The possible involvement of protein kinase C in transducing the growth suppressive signals of interferons was studies in this work in two different hematopoietic cell lines. Chronic exposure of human Burkitt lymphoma and mouse M1 myeloblastic cell lines to phorbol myristate acetate (PMA), reduced by more than 90% the PKC protein levels and enzymatic activity in cell extracts. The depletion of PKC from cells abrogated the ability of IFN (alpha + beta) to arrest cell growth at the G0/G1 resting phase of the cell cycle. In contrast, other responses to IFN such as the induction of (2'-5') oligoadenylate synthetase gene, continued to take place at the same dose response pattern thus excluding the possibility that early targets in the pathway, such as the number or affinity of IFN cell surface receptors might be affected by PMA. The same prolonged treatment of M1 cells with PMA did not interfere with the ability of another cytokine, transforming growth factor beta (TGF-beta), to induce the normal type of G0/G1 arrest further supporting the specificity of the effect towards IFN responses. Unexpectedly, depletion of PKC from cells did not interfere with the negative effects of IFN on c-myc mRNA and protein expression in spite of the direct involvement of this molecular event in growth responses to IFN. The putative PKC dependent molecular event could therefore function either downstream to or in combination with the reduction in c-myc protein levels, providing a necessary but not a sufficient step to arrest cell cycle progression at the G0/G1 phase.
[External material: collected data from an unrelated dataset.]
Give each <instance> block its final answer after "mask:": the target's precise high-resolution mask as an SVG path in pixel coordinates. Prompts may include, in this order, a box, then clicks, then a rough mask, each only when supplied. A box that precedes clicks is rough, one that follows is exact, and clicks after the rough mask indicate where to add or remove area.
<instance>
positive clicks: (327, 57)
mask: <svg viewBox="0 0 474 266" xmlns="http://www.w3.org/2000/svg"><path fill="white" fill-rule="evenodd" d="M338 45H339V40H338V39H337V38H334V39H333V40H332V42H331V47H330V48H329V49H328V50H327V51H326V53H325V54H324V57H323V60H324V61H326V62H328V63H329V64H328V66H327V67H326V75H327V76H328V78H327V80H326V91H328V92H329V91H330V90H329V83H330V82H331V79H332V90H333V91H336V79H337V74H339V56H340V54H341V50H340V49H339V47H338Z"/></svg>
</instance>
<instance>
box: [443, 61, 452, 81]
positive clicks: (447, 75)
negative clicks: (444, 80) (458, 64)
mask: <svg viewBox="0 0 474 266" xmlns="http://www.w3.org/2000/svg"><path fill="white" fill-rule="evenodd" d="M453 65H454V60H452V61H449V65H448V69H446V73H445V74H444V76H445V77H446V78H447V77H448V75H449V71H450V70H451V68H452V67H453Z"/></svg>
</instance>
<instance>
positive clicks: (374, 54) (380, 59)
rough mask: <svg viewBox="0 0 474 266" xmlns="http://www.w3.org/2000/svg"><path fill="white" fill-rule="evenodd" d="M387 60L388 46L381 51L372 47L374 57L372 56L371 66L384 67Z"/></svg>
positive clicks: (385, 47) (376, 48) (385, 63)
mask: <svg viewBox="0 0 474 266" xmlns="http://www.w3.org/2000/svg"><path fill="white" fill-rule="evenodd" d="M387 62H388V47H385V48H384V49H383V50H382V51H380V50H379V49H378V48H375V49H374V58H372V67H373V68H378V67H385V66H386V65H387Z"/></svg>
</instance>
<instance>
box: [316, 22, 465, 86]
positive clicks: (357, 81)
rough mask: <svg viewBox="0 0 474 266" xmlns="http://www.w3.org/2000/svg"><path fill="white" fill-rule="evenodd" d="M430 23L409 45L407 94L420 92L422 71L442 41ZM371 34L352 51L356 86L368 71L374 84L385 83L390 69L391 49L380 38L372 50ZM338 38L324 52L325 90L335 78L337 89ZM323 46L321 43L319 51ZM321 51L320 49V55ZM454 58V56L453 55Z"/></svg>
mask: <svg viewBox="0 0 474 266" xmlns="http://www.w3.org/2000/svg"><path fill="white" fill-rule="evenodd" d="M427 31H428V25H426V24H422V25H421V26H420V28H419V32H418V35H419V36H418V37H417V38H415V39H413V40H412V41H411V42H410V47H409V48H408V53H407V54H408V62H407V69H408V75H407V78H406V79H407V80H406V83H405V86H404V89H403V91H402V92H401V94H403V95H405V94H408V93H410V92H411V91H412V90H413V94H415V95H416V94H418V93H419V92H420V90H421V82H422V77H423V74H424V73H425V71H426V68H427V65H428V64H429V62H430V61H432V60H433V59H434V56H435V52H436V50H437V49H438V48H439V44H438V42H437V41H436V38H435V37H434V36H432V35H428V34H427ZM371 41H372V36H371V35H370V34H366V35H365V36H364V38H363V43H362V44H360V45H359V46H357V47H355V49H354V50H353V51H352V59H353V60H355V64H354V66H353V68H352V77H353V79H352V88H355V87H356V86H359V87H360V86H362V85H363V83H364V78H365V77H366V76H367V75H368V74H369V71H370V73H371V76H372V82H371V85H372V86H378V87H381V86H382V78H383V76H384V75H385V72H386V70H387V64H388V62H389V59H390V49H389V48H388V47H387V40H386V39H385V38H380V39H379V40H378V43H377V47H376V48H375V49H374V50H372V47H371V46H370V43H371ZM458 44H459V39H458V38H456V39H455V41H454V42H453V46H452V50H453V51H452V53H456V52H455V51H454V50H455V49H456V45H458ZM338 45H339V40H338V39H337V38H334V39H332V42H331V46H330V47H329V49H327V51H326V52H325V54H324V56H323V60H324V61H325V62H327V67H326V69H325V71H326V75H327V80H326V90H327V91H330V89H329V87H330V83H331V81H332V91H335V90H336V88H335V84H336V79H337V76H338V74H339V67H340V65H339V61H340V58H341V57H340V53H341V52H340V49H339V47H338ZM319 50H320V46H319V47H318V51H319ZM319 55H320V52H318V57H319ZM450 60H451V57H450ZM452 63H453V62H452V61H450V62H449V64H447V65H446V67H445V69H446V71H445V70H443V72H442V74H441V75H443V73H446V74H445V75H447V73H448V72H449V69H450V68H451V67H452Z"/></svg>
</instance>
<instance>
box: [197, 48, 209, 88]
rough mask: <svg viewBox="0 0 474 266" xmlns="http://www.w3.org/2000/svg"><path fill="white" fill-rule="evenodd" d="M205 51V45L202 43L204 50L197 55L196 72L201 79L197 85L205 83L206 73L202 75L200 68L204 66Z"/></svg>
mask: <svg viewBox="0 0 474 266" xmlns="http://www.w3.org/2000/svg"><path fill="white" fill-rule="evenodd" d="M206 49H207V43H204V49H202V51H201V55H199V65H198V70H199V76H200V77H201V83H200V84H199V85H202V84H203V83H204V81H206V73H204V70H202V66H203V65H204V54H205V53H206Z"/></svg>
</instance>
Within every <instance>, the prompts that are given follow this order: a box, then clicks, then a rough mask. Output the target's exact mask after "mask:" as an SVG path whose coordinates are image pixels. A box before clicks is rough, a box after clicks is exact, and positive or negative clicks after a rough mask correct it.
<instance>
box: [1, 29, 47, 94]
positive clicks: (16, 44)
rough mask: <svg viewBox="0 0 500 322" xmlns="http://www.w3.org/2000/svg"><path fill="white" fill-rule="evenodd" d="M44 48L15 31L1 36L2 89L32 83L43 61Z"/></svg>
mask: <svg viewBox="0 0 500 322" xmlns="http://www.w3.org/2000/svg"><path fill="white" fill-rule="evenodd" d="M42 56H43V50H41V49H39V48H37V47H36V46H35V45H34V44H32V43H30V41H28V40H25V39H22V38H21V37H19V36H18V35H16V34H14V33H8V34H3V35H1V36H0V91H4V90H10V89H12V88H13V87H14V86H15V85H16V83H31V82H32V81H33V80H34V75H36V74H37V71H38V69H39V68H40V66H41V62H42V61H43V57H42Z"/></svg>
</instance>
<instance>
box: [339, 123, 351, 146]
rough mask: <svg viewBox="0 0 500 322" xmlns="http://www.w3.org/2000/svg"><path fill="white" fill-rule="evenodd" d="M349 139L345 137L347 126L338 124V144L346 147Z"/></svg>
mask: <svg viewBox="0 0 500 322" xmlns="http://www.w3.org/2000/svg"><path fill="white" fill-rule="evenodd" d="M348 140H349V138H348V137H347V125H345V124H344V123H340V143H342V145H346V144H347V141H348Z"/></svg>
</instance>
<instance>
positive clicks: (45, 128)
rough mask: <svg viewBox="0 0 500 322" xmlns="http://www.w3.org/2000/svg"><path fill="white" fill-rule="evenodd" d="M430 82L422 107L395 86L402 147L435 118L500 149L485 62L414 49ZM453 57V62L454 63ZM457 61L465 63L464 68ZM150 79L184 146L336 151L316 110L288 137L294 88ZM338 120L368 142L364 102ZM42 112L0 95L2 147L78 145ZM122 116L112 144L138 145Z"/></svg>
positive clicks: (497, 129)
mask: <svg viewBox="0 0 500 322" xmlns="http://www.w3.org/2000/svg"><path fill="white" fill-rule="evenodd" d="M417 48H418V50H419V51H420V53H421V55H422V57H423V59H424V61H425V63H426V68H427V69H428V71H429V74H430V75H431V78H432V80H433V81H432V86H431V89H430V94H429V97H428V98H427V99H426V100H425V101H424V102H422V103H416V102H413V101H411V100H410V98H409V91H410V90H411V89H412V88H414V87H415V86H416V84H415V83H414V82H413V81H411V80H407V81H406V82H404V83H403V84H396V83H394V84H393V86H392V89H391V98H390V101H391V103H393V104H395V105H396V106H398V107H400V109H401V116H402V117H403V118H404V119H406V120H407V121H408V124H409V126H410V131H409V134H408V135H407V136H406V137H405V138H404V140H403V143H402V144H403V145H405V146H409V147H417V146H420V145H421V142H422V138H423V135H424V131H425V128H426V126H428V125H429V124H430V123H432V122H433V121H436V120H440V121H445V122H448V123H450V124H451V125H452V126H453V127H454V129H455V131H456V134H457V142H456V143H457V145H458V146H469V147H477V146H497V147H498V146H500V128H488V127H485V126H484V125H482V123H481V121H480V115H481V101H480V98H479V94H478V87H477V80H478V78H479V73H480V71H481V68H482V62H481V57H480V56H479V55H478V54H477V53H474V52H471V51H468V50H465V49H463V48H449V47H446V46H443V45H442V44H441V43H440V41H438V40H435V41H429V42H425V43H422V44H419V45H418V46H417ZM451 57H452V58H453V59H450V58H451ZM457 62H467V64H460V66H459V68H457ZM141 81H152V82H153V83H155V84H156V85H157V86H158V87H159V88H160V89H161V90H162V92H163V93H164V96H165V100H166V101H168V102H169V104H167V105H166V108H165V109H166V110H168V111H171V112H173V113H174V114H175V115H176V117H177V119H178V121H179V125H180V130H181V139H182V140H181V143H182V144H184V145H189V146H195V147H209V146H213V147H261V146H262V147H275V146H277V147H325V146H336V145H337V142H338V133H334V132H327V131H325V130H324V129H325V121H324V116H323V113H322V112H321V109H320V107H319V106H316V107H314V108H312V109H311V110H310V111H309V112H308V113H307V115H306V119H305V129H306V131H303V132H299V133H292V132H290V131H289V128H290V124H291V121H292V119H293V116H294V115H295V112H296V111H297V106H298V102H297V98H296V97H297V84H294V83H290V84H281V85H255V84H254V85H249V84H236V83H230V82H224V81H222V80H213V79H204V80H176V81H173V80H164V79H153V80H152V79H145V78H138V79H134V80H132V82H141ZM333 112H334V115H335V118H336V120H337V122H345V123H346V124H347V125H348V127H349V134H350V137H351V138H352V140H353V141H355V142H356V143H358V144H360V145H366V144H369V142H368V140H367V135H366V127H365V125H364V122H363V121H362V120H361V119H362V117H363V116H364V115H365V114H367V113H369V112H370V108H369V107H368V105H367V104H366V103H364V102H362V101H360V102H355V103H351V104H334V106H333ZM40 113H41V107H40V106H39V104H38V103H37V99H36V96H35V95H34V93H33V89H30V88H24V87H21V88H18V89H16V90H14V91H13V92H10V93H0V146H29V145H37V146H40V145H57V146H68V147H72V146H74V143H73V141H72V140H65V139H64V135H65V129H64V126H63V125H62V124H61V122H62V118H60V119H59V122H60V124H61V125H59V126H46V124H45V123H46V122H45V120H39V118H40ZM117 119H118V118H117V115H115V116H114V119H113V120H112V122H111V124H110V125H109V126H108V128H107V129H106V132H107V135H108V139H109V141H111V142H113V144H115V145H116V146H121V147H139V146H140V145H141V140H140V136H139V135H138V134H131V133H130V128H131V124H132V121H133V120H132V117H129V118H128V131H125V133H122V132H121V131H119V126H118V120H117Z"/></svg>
Interferons and interleukin 6 suppress phosphorylation of the retinoblastoma protein in growth-sensitive hematopoietic cells.

One approach to identify postreceptor molecular events that transduce the negative-growth signals of inhibitory cytokines is to analyze the cytokine-induced modifications in the expression of cell-cycle-controlling genes. Here we report that suppression of phosphorylation of the retinoblastoma gene product (pRb) is a receptor-generated event triggered by interferons and interleukin 6 (IL-6) in hematopoietic cell lines. The conversion of pRb to the underphosphorylated forms occurs concomitantly with the decline in c-myc protein expression and both events precede the G0/G1-phase arrest induced by the cytokines. Loss of IL-6-induced c-myc responses in cells that have been stably transfected with constitutive versions of the c-myc gene abrogates the typical G0/G1-phase arrest but does not prevent the specific dephosphorylation of pRb. Conversely, depletion of protein kinase C from cells interferes with part of the interferon-induced suppression of pRb phosphorylation and relieves the G0/G1-phase cell-cycle block without affecting the extent of c-myc inhibition. None of the cytokines, including transforming growth factor beta, reduce the phosphorylation of pRb in S-phase-blocked cells. In contrast, the other IL-6-induced molecular responses, including the decline in c-myc mRNA levels, are not phase-specific and develop normally in S-phase-blocked cells that are depleted of the underphosphorylated functional forms of pRb. These and the suppression of pRb phosphorylation, which occur independently of each other, and suggest that the development of the interferon- or IL-6-induced G0/G1-specific arrest requires at least these two receptor-generated events.